En attendant la nouvelle date, Patrick Muyaya, porte-parole et ministre de la Communication en RDC, s’exprime non pour parler de changement de narratif, mais bien pour défendre l’événement :
« C’est un événement de solidarité qui ne peut pas être politisé… la date du 7 avril avait été choisie en fonction de la disponibilité des artistes, donc c’est une coïncidence. »
Il insiste sur le fait qu’il s’agit d’une initiative humanitaire, apolitique. Pourtant, comme on le dit souvent : « tout est politique », et comme l’écrivait Platon : « Si vous ne vous occupez pas de la politique, la politique s’occupera de vous. » Difficile donc de ne pas questionner la sincérité d’un gouvernement qui peine lui-même à agir concrètement pour son peuple.
On se retrouve ainsi face à un événement présenté comme apolitique, ayant pour but de récolter des fonds pour venir en aide à des enfants victimes de conflits profondément politiques et géopolitiques.
Après plusieurs jours de confusion, l’équipe organisatrice convoque la presse à l’hôtel Pullman à Paris pour une conférence destinée à clarifier certains points.
Par la voix de leur avocat, Maître Mbeko Tabula, ils expliquent qu’il s’agit d’un geste volontaire pour apaiser la situation, et que la nouvelle date, celle du 22 avril, a été choisie en concertation avec leurs partenaires directs, la mairie de Paris et l’Accor Arena.
Lorsqu’interrogés sur l’implication de la diplomatie congolaise, ils bottent en touche et maintiennent fermement le caractère « apolitique » de l’événement.
Ce qui a interpellé Grace Lokimbango, secrétaire générale du CEFOCK (Les élu·es français·es d’origine Congo-Kinshasa en France), qui rappelle qu’on ne peut qualifier d’apolitique un événement lié à un conflit où la politique est omniprésente. Elle souligne également :
« Si on ne s’occupe pas de la politique, la politique s’occupera de nous. »
Les organisateurs sont restés campés sur leur position, affirmant que ce n’était pas « l’essence » du concert. Ils précisent également que l’objectif est non seulement de récolter des fonds pour les enfants victimes du conflit, mais aussi de mettre en lumière cette guerre dramatique qui décime la population de l’Est de la RDC, aujourd’hui partiellement occupée par la coalition AFC/M23.
Côté artistique, une question demeure :
Le rappeur Gradur, connu pour son engagement en faveur du Congo, sera-t-il de la partie ? Pour l’instant, rien n’est certain : il ne figure pas sur le line-up présenté et n’a fait aucun commentaire public.

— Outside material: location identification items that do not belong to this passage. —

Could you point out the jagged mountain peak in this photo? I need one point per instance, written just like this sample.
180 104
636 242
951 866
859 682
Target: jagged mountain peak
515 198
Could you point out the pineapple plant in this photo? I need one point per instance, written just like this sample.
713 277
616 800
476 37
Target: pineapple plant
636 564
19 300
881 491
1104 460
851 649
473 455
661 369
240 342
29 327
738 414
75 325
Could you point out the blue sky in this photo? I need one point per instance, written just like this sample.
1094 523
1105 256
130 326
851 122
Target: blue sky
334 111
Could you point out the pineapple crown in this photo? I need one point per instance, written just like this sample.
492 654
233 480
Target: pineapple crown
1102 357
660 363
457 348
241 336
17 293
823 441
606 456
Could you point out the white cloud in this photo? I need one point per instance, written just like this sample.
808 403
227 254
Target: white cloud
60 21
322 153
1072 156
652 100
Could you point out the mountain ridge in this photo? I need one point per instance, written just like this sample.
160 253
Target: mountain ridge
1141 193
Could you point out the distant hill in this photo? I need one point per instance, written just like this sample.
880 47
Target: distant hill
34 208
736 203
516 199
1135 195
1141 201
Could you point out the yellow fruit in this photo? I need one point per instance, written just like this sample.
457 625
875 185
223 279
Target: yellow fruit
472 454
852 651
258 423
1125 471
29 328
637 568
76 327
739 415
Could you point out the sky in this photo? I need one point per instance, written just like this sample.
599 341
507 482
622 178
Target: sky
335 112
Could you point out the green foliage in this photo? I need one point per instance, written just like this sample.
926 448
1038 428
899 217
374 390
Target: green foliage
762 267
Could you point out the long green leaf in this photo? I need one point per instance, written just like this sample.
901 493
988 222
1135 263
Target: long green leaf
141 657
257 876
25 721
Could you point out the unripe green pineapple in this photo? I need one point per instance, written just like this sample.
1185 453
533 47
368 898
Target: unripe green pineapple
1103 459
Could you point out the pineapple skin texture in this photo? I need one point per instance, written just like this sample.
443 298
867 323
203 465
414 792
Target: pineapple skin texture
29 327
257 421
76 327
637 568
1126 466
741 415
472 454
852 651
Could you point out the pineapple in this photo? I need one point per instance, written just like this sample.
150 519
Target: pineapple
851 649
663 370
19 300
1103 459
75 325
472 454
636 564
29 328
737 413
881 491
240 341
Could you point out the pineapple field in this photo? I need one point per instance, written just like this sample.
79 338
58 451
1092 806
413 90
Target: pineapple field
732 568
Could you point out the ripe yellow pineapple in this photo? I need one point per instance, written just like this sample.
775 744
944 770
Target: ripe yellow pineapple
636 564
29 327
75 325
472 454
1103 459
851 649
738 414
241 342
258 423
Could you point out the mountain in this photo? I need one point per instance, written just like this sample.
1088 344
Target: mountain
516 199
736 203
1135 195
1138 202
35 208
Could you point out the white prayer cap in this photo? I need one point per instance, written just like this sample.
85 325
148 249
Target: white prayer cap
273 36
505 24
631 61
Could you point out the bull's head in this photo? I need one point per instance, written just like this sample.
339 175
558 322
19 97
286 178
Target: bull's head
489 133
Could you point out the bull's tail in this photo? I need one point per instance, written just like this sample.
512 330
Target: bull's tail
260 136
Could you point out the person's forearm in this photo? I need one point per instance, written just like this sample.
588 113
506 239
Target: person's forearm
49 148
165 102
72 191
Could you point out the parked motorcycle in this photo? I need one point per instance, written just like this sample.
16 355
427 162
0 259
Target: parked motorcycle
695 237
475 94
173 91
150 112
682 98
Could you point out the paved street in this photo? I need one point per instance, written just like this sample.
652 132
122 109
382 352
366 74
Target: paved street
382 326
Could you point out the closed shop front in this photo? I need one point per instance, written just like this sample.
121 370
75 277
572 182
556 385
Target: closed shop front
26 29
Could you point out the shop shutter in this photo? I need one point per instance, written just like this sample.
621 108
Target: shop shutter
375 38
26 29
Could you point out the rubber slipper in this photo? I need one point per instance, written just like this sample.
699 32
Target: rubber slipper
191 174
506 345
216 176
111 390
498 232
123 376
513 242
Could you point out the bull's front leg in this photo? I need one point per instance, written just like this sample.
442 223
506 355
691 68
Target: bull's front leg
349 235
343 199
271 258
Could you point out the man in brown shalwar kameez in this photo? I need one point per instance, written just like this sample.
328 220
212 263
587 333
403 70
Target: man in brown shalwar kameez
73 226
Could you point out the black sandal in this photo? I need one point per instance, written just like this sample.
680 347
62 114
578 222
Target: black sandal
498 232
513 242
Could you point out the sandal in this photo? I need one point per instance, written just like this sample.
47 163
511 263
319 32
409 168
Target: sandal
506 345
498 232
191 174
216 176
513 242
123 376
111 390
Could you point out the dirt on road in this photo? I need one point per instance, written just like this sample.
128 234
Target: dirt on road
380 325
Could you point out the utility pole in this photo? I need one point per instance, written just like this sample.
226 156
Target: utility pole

Son absence, ainsi que celle d’artistes comme Naza ou Kalash Criminel, pourrait susciter des critiques, eux qui sont souvent les porte-voix de la diaspora congolaise et de la lutte pacifique pour la paix au Congo.
Malgré ces interrogations, il faut reconnaître la mobilisation d’un large panel d’artistes de la diaspora et du Congo, toutes générations confondues, pour ce concert du 22 avril. Une mobilisation qui prouve l’envie de ces artistes de donner de la voix pour la paix au Congo, eux qui sont souvent critiqués pour leur silence sur ces questions.